African Mysteries - The American Spectator | USA News and Politics
African Mysteries
by

It’s a long story that began shortly after World War II. As Africa began to end its colonial ties, the Eisenhower Administration along with some of the former colonial powers sought to address the needs of the newly independent states. A rivalry of aid givers soon developed. The Cold War spurred the competition for generosity and soon Africa became the fashionable target of foreign assistance that would set the tone for the later decades.

Along with this economic and political attention came articles and books that repeatedly emphasized the “mystery” of the continent and the expected rewards that would come from its “vast untapped resources.” This had been the story line ever since Henry Morton Stanley was sent in 1871 by the New York Herald to “rescue” the missionary David Livingstone, who was far from needing rescue at that time. Joseph Conrad, thirty years later, drew from the mystique of the continent in writing Heart of Darkness.

That Conradian image of unfathomable opaqueness, along with all the other commentary later on, carried the theme of an impoverished population exploited by waves of individuals, corporations and governments. The problem is that as long as Africans, themselves, are included among those exploiters, it’s quite true.

It is amazing that even today the same characterizations of “mystery” and “untapped resources” are sounded to encourage American, European and Asian interest and investment in Africa. In most instances the reference is to the verdant tropical areas best known to Hollywood moviegoers. The drought-stricken Sahel on the borders of the Sahara often attracts far less interest even as its population drifts southward in search of water and new living space.

The so-called “mystery” of Africa is often referred to in explanation of why the Western world for so many years has found it difficult to comprehend the socio-economic structure that dictates life in this giant continent. It is interesting to note that in the early 1960s when the Chinese began to take an interest in the mineral wealth of Africa, they did not focus on the existing political organization of the countries in which they were interested. They did not try to change the post-colonial administrations. They did little or nothing to introduce their Maoist brand of communism. They centered their efforts strictly on the economic interests at hand.

To the Chinese of the sixties and seventies Africa was not “mysterious,” and it isn’t today. For Beijing each African nation is judged by the availability of economic projects to develop and exploit. The Chinese do not think in terms of “vast untapped resources.” They think and plan in development terms relative to the PRC’s own needs and how a given country’s capabilities and capacity can be exploited for profit. Altruism isn’t even paid lip service.

In the meantime African students and political leaders travel to China to learn whatever Beijing wishes to teach them. The Western countries and their aid programs complain that the Chinese do not wish to educate Africans, but rather to indoctrinate them. Many years ago confronted with this charge a veteran Kenyan politician said, “What’s wrong with that? The African goes there, takes what he likes, and comes home having gained all around.” That politician was Oginga Odinga, his country’s first vice-president, and a chief of the Luo tribe.

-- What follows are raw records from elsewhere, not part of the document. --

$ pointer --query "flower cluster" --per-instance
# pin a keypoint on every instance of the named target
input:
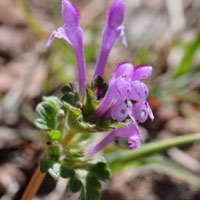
(126, 97)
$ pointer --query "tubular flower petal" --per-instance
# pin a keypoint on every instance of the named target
(141, 111)
(142, 72)
(111, 34)
(124, 87)
(116, 14)
(70, 15)
(73, 34)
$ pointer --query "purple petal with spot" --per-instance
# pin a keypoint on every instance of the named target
(73, 34)
(111, 34)
(70, 15)
(142, 72)
(140, 112)
(124, 69)
(120, 111)
(149, 110)
(139, 91)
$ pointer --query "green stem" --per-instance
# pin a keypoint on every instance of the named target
(34, 184)
(151, 148)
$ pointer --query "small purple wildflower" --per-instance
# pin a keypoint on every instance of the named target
(73, 34)
(111, 34)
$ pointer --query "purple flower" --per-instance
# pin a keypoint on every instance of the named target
(72, 33)
(124, 87)
(111, 34)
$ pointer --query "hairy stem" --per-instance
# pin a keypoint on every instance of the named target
(34, 184)
(67, 138)
(38, 177)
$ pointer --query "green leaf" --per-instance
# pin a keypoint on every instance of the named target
(54, 135)
(54, 171)
(69, 98)
(54, 152)
(45, 164)
(93, 182)
(74, 110)
(66, 172)
(75, 185)
(90, 190)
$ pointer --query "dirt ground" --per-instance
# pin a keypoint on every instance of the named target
(25, 71)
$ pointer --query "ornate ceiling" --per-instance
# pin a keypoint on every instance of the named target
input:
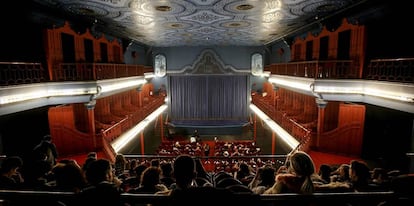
(166, 23)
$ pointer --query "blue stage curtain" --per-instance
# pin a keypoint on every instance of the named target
(209, 97)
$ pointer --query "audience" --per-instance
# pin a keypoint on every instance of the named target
(296, 176)
(102, 188)
(101, 182)
(10, 177)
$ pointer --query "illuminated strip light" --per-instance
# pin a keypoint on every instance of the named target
(125, 138)
(121, 85)
(24, 96)
(389, 95)
(365, 91)
(291, 83)
(291, 141)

There is a primal instinct in Africa borne of centuries of survival from invaders, internal and external. There is nothing mysterious about it, but to the European-cultured perception, the African social contract is considered as at a “lesser” level. This belief in greater European sophistication makes it difficult at best to comprehend the African thought process.

A practical example is perhaps the best way to show the chasm of understanding: There remains a traditional social security system extant throughout Africa. Africans tend to maintain a continuing relationship with their extended family and through them their home village. Sometimes this home village has been subsumed in a broader urban complex, but it still exists. The tin-sided shacks of tribal “townships” constructed outside of sub-Saharan African urban areas attest to this. It is to this “home” that every African is able to retreat when under personal, political or economic stress. The African does not think his social security system is less supportive than the Western government-aided system. In fact, for the most part, the African deems himself the better protected. And to the European this is a mystery.

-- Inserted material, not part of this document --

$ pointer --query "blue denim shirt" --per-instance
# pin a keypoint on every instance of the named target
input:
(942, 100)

It is not that the Chinese better understand how to work with Africans, but rather that they do not carry along with their commercial desires any commitment to socio-economic improvement. Concerts are not held in Shanghai to aid the starving people of Darfur. Guilt does not exist in the Chinese mindset over past colonial exploitation and the ravages of slavery. In turn Africa does not expect special advantages from their oriental cousin. (As the Chinese have characterized themselves.) In reality immigrants and traders from South Asia have lived and worked side-by-side with Africans for hundreds of years.

Africa’s resources will be developed as long as it is commercially viable to do so. It certainly is not unknown that there remains potential for further extractive industries and even manufacturing in some cases. But it all remains to be judged as to profitability. There’s nothing any more mysterious about Africa than there is about South America, Southeast Asia, or any other less developed region of the world. Africa’s economic development potential remains competitive with virtually any other area of the world. How to bring that potential to fruition is not a mystery — it’s just very hard to do!